In Antarctic ice, scientists have unearthed a mineral that is rarely found on Earth, but is abundant on Mars. It’s called jarosite and it consists of potassium, sulfate, and iron.

This yellow-brown mineral requires water and acid to form. At the moment, these conditions are difficult to find on the red planet, but after the Opportunity rover – also known as MER-B or MER-1, and nicknamed “Oppy”, first discovered jarosite in 2004, the mineral was found in several places on the planet. Scientists still don’t know how it was formed there in such large quantities. 

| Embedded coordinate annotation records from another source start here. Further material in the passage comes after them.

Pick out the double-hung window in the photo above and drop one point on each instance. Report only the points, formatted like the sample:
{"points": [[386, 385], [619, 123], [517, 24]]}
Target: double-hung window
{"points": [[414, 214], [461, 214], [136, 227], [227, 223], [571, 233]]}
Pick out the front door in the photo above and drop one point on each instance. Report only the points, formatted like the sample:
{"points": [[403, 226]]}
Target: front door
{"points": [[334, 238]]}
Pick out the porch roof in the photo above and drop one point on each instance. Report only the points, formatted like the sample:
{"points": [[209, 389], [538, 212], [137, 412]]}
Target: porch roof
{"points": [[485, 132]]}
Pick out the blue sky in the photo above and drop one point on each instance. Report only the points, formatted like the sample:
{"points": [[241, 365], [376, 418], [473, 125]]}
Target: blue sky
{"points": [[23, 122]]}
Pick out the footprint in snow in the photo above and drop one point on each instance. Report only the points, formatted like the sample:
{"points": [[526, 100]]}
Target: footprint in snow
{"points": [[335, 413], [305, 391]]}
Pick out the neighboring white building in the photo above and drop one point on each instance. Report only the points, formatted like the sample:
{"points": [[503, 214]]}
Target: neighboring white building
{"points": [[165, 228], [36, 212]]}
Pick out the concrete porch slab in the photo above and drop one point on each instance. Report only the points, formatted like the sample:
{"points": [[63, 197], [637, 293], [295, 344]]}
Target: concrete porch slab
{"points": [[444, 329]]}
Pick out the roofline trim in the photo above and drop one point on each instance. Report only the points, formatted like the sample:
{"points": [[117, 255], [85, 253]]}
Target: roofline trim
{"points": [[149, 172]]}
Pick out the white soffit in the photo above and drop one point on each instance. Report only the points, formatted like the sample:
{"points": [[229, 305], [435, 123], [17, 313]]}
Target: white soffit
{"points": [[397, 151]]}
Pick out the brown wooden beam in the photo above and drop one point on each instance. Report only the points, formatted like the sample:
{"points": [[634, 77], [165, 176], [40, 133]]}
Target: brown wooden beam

On Earth, jarosite is a rare mineral that is present in mining waste exposed to air and rain. Study author Giovanni Baccolo, a geologist at the University of Milan-Bicocca, and his colleagues never expected to find the mineral in Antarctica, he told Science.

However, by extracting a 1,600-meter-long ice core from the ground, they found traces of jarosite. They were smaller than grains of sand and buried deep in the ice. 

After examining the particles with an electron microscope, the team deduced that jarosite had formed in muddy pockets within the ice. This finding suggests that the mineral formed in the same way on Mars, although on the red planet jarosite appears in meter-thick deposits and not as a few scattered grains, says Megan Elwood Madden, a geochemist at the University of Oklahoma ,who was not part of the study. 

These thick plates of jarosite may have formed on Mars because the planet has infinitely more dust than Antarctica and jarosite is formed from dust, Baccolo noted. 

“This is only the first step in relating the deep ice of Antarctica to the Martian environment,” he added.